History lesson over and my memory is cast back to the Thursday of the festival, when the weather was very sunny and I decided to wear a pair of sandals in a bid to tan my milky white feet, which earned me the epithet “teenage lesbian” from a man that looked like Rasputin. Earlier on that day, New York’s Cerebral Ballzy had made an equally adolescent spectacle of themselves in front of a crowd of mums and dads who were sat on the grass in front of the stage drinking cider. No one is quite was sure how to gauge their reaction to lead singer Honor’s climbing of the rigging, flipping of the bird and pretence of jerking-off with the microphone, but apparently one of them almost got nicked later on, so their east coast renaissance punk must have put someone’s back up.

Meanwhile on the castle stage, Deerhunter played a feeble set hampered by sound quality that evoked the aural quality of someone kicking a cardboard box and playing a kazoo backwards. Bradford Cox was dressed up like Billy Bunter Goes Boating and wearing the face paint of a Parisian mime, however, so not all was lost. After that there was just enough time to ponder how Joey Belladonna from Anthrax who had shredded the mainstage earlier looks like one of Roald Dahl’s witches, before Oslo’s no wave riot grrlt trio, Deathcrush, headlined a tiny stage under some trees, playing  ‘Sex Is Confusion’ era Sonic Youth. On the way there I was warned away from seeing them by someone who said the two female axe players toss their hair like pantomime rockers The Darkness; this was inaccurate, as their headbanging was far more in the style of Def Leppard.

Old men dominated Friday: namely Erasure, Grinderman and Monster Magnet. Erasure were not bad, and rolled out hits such as ‘Chorus’, ‘Sometimes’ and ‘Respect’ with conviction (Though singer Andy Bell has recently been filming ITV’s Popstar to Operastar, so some of the numbers had the faintest touch of someone singing an overambitious karaoke version of ‘Nessun Dorma’). Grinderman were Grinderman and there is nothing particularly wrong with them per se, save the fact that they essentially exist as vehicle for Nick Cave to complain about his dwindling libido. There is, however, something to be said for the fact that due to their ubiquitous presence on today’s festival circuit they have begun to inhabit a spectrum of cultural cache normally colonised by Coldplay. So next time you find yourself in smug, self-congratulatory mode for possessing the common sense to eschew Chris Martin for Cave at one of these events, really, don’t bother.

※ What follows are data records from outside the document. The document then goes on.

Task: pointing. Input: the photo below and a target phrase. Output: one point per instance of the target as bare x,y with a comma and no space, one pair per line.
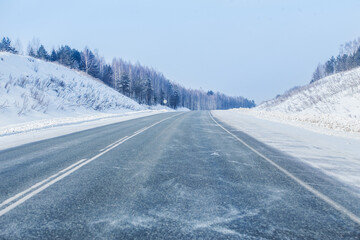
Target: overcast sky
256,49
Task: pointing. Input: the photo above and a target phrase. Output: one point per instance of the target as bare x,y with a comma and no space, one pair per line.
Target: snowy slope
32,89
336,94
330,105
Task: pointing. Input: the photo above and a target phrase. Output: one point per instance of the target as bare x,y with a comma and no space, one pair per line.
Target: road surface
168,176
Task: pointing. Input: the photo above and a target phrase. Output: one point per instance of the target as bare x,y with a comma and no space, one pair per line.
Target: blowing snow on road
171,175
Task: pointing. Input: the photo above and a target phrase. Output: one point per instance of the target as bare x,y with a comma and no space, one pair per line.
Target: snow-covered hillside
330,105
35,94
30,87
336,94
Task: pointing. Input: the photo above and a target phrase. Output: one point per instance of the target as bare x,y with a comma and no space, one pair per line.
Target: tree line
348,58
141,83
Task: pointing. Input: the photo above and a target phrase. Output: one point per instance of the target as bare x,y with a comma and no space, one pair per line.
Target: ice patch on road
215,154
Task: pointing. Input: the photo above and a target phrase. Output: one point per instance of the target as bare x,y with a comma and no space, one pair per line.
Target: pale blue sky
255,49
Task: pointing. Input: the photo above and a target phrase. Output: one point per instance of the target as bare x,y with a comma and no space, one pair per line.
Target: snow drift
32,89
331,103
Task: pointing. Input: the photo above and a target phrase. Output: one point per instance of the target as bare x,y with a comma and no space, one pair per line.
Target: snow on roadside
336,156
28,132
330,124
61,121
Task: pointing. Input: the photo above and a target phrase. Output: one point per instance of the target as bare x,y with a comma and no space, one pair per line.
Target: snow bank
27,132
32,89
330,124
330,105
338,94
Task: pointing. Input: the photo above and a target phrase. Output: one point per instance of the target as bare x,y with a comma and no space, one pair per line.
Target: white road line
318,194
7,201
112,144
140,130
63,173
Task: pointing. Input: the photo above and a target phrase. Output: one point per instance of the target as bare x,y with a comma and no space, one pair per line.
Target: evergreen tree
125,83
53,56
32,53
5,46
174,99
75,59
107,75
330,66
64,56
149,91
42,53
162,97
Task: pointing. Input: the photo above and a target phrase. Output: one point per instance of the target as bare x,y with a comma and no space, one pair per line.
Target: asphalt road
168,176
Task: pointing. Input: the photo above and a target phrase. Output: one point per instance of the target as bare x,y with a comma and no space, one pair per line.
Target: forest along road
168,176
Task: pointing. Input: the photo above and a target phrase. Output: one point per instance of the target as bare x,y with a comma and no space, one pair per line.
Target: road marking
112,144
65,172
9,200
318,194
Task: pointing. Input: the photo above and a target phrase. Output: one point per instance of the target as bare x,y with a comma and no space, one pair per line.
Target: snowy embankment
330,105
318,123
38,95
336,156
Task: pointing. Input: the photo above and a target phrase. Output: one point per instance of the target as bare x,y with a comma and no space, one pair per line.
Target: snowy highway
168,176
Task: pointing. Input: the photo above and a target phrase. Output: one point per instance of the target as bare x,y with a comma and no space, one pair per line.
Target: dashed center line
25,195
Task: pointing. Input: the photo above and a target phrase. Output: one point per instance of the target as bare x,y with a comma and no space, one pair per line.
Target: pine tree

Finishing the day were Monster Magnet, whose three decades old brand of southern groove, stoner rock and obsession with extraterrestrial life has been preserved in formaldehyde, which is definitely a good thing. Physically speaking time has been pretty hard on frontman Dave Wyndorf, who appears to have doubled in size since his 90s heyday, but apparently it’s all because he’s given up the booze and the drugs, so praise be indeed.

Saturday’s highlights featured… more old men and a bit of rain. Mudhoney played a great classic set of hits to middle aged blokes wearing technical hiking shoes, cargo shorts and Quicksilver t-shirts who seemed to know every word. Afterwards, their label mates Mogwai inexplicably managed to shoe horn in three songs into their 40-minute set, occasionally using parts of the stage as props to play/throw their instruments with/against. This was good, and easily the best thing that happened at the festival, and proved that even if you’ve been around for years and years there’s no excuse for being boring and grey.